Sous-traitance dans le BTP : la loi de 1975, le paiement, et les obligations qui engagent le donneur d’ordre
La sous-traitance fait tourner les chantiers — et elle est l’un des terrains juridiques les plus piégeux du BTP. Un sous-traitant jamais présenté au maître d’ouvrage, une caution oubliée, une attestation de vigilance périmée : chacune de ces négligences a un prix, et il se paie parfois des années plus tard. Ce guide pose le socle — la loi du 31 décembre 1975 — puis déroule ce qui compte sur le terrain : acceptation et agrément, paiement direct et action directe, garantie de paiement, obligations de vigilance renforcées par la loi du 25 juin 2026, et autoliquidation de TVA.
En 30 secondes
- Le socle est la loi n° 75-1334 du 31 décembre 1975 : le sous-traitant doit être accepté par le maître d’ouvrage et ses conditions de paiement agréées — en marché public, c’est le rôle du formulaire DC4.
- Le paiement du sous-traitant est protégé : paiement direct par le maître d’ouvrage public dès 600 €, action directe en marché privé, et garantie obligatoire (caution ou délégation de paiement) à peine de nullité du sous-traité.
- Le donneur d’ordre a des obligations de vigilance dès 5 000 € HT : attestation URSSAF, immatriculation, liste des salariés étrangers — à la signature puis tous les 6 mois. La loi n° 2026-534 du 25 juin 2026 renforce le dispositif et l’étend au maître d’ouvrage.

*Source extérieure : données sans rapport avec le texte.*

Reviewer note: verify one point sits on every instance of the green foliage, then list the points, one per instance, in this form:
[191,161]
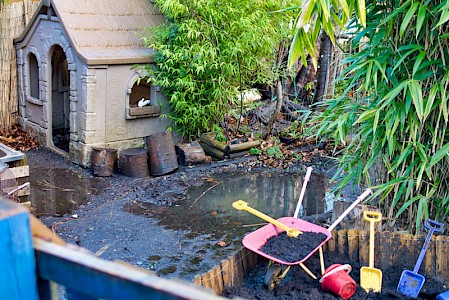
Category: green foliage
[275,152]
[208,50]
[315,16]
[393,111]
[255,151]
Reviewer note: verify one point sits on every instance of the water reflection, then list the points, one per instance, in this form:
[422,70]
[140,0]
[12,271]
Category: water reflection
[273,194]
[59,191]
[208,207]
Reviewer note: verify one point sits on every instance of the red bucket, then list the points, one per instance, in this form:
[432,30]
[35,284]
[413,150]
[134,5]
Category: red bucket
[336,280]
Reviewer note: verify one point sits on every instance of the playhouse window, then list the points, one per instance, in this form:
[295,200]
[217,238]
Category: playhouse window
[141,101]
[33,76]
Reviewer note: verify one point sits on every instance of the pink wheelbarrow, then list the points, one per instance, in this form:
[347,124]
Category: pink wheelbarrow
[278,268]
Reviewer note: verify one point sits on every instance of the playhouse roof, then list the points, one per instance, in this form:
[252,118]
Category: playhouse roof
[105,31]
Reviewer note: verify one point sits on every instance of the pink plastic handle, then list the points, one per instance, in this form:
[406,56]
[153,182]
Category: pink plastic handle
[345,267]
[301,196]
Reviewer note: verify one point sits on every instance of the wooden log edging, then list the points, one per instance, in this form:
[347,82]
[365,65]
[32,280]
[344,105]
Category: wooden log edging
[390,248]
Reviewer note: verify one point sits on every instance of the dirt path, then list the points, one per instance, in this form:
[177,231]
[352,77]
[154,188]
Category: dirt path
[102,225]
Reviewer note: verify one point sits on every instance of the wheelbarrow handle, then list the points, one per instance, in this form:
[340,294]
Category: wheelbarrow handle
[432,226]
[348,210]
[303,190]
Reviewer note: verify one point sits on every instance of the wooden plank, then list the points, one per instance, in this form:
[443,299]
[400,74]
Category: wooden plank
[85,273]
[353,245]
[216,272]
[18,172]
[213,151]
[332,243]
[342,242]
[429,264]
[209,139]
[241,147]
[190,154]
[17,275]
[385,250]
[363,248]
[226,271]
[354,220]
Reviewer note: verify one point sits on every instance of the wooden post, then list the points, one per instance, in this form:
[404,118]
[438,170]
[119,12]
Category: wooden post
[353,245]
[18,271]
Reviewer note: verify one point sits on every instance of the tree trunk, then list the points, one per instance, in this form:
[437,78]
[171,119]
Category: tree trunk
[322,74]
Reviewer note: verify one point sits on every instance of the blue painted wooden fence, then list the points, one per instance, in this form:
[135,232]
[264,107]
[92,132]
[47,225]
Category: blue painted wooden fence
[31,266]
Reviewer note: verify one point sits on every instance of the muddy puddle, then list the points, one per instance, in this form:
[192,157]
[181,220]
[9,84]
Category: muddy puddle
[55,192]
[207,209]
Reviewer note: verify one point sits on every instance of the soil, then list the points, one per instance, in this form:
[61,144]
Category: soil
[289,249]
[105,222]
[103,225]
[299,286]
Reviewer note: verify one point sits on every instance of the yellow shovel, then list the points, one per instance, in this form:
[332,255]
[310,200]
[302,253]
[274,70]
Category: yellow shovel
[242,205]
[370,277]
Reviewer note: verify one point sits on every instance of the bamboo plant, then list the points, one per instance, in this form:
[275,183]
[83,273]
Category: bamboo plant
[392,113]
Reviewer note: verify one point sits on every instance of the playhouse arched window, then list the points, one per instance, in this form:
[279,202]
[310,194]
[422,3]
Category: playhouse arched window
[141,101]
[33,76]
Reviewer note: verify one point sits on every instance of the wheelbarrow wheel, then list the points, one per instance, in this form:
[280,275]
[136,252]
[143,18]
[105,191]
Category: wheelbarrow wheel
[271,278]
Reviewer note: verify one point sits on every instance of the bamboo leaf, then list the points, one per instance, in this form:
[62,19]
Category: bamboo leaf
[418,61]
[366,116]
[420,18]
[416,93]
[430,101]
[393,93]
[443,19]
[362,12]
[345,8]
[439,155]
[407,18]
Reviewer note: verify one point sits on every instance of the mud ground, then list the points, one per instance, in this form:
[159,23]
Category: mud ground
[103,226]
[299,286]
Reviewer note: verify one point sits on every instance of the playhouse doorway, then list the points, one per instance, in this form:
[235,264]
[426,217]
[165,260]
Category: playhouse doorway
[60,100]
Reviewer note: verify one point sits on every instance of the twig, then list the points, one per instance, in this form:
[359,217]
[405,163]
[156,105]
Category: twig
[8,140]
[204,193]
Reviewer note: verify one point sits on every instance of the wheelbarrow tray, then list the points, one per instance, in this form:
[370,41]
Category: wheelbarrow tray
[256,239]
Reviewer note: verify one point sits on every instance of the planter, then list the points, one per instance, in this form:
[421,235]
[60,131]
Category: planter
[222,150]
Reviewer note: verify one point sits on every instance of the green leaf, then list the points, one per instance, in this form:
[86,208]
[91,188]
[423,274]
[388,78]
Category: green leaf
[418,61]
[443,19]
[407,18]
[362,12]
[439,155]
[416,93]
[420,19]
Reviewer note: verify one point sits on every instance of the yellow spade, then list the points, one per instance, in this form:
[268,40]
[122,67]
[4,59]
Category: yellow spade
[242,205]
[370,277]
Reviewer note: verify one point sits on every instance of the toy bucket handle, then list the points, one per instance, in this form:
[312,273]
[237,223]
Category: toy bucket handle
[372,216]
[434,225]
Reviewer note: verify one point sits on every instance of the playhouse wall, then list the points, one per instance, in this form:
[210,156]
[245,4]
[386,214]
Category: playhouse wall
[98,97]
[103,121]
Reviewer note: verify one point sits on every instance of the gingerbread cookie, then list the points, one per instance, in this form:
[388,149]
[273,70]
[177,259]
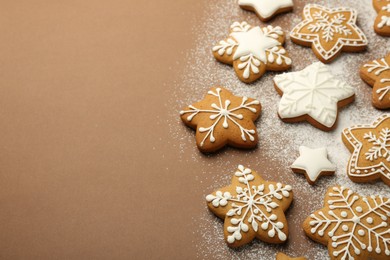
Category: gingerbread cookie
[253,50]
[313,163]
[312,95]
[382,22]
[267,9]
[377,74]
[281,256]
[353,227]
[370,148]
[223,119]
[329,31]
[252,207]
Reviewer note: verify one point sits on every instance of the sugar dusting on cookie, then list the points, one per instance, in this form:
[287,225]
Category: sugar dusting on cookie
[279,142]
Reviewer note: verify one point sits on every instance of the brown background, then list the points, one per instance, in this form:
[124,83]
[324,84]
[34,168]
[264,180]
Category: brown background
[91,165]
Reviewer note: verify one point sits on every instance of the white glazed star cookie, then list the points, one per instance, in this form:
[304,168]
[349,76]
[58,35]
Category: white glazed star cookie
[267,9]
[253,50]
[313,163]
[313,94]
[329,31]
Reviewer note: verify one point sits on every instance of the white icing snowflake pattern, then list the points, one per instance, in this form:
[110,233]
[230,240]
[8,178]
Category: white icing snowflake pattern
[356,226]
[252,206]
[223,112]
[252,47]
[313,91]
[381,145]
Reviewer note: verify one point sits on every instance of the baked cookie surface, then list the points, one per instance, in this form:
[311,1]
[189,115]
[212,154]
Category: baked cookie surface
[252,207]
[329,31]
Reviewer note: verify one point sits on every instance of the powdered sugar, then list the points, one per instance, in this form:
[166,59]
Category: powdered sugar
[279,142]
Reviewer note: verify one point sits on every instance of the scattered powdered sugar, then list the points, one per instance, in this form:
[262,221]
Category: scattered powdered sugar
[279,141]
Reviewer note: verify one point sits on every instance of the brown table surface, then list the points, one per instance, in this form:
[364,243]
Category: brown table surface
[94,161]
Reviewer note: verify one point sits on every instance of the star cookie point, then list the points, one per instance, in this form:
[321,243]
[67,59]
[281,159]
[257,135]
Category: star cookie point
[252,51]
[370,148]
[252,207]
[313,163]
[222,118]
[329,31]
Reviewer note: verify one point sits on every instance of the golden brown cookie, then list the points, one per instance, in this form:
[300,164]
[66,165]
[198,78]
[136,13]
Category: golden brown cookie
[353,227]
[223,119]
[382,21]
[376,73]
[252,207]
[329,31]
[253,50]
[281,256]
[370,148]
[267,9]
[314,95]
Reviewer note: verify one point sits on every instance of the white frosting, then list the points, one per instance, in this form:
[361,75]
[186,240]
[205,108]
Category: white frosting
[251,204]
[378,152]
[223,112]
[351,229]
[313,91]
[313,162]
[266,8]
[253,42]
[329,23]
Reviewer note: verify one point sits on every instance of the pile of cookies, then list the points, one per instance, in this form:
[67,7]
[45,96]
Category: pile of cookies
[353,227]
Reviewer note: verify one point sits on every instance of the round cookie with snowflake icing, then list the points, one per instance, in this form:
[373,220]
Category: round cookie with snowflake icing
[253,50]
[353,227]
[222,118]
[370,148]
[382,21]
[252,208]
[329,31]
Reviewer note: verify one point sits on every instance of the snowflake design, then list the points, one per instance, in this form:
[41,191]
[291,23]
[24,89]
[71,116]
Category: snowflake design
[369,145]
[223,112]
[377,74]
[381,145]
[253,50]
[329,31]
[313,91]
[251,204]
[352,226]
[329,26]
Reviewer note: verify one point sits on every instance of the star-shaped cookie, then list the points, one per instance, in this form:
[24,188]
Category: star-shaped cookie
[313,163]
[252,207]
[223,119]
[266,9]
[377,74]
[281,256]
[382,21]
[353,227]
[314,95]
[253,50]
[370,148]
[329,31]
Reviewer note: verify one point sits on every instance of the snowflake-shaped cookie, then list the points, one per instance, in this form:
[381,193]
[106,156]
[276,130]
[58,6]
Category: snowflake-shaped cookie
[382,22]
[370,148]
[353,227]
[266,9]
[253,50]
[329,31]
[222,118]
[252,207]
[312,94]
[377,74]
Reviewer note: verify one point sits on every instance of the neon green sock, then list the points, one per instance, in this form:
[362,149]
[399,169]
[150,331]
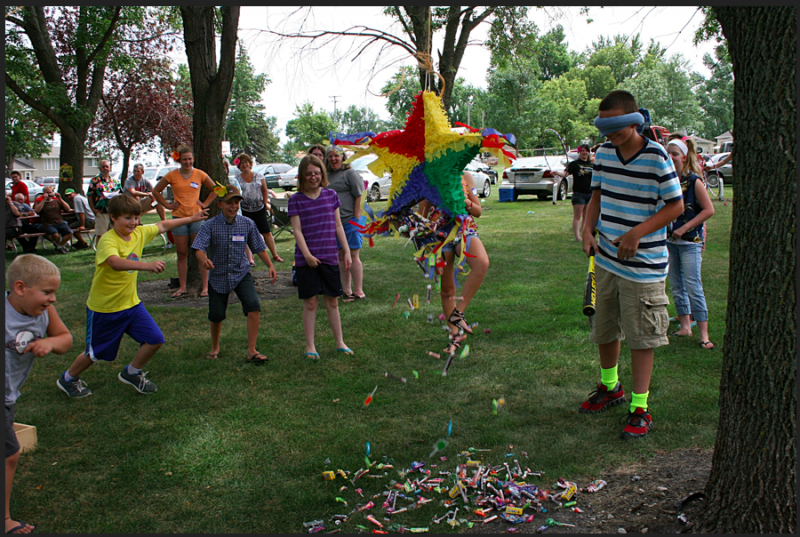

- Le manquement coûte très cher : solidarité financière sur les dettes fiscales et sociales du sous-traitant, majorations et annulation de vos propres exonérations en cas de travail dissimulé avéré.
Sommaire du guide
Ce qu’est la sous-traitance — et qui est qui
La sous-traitance est l’opération par laquelle un entrepreneur confie, sous sa responsabilité, à une autre entreprise tout ou partie de l’exécution de son contrat d’entreprise ou de son marché (loi n° 75-1334 du 31 décembre 1975, article 1er). Trois acteurs : le maître d’ouvrage (le client final), l’entrepreneur principal (titulaire du marché, donneur d’ordre de la sous-traitance) et le sous-traitant, qui exécute mais n’a pas de contrat avec le client.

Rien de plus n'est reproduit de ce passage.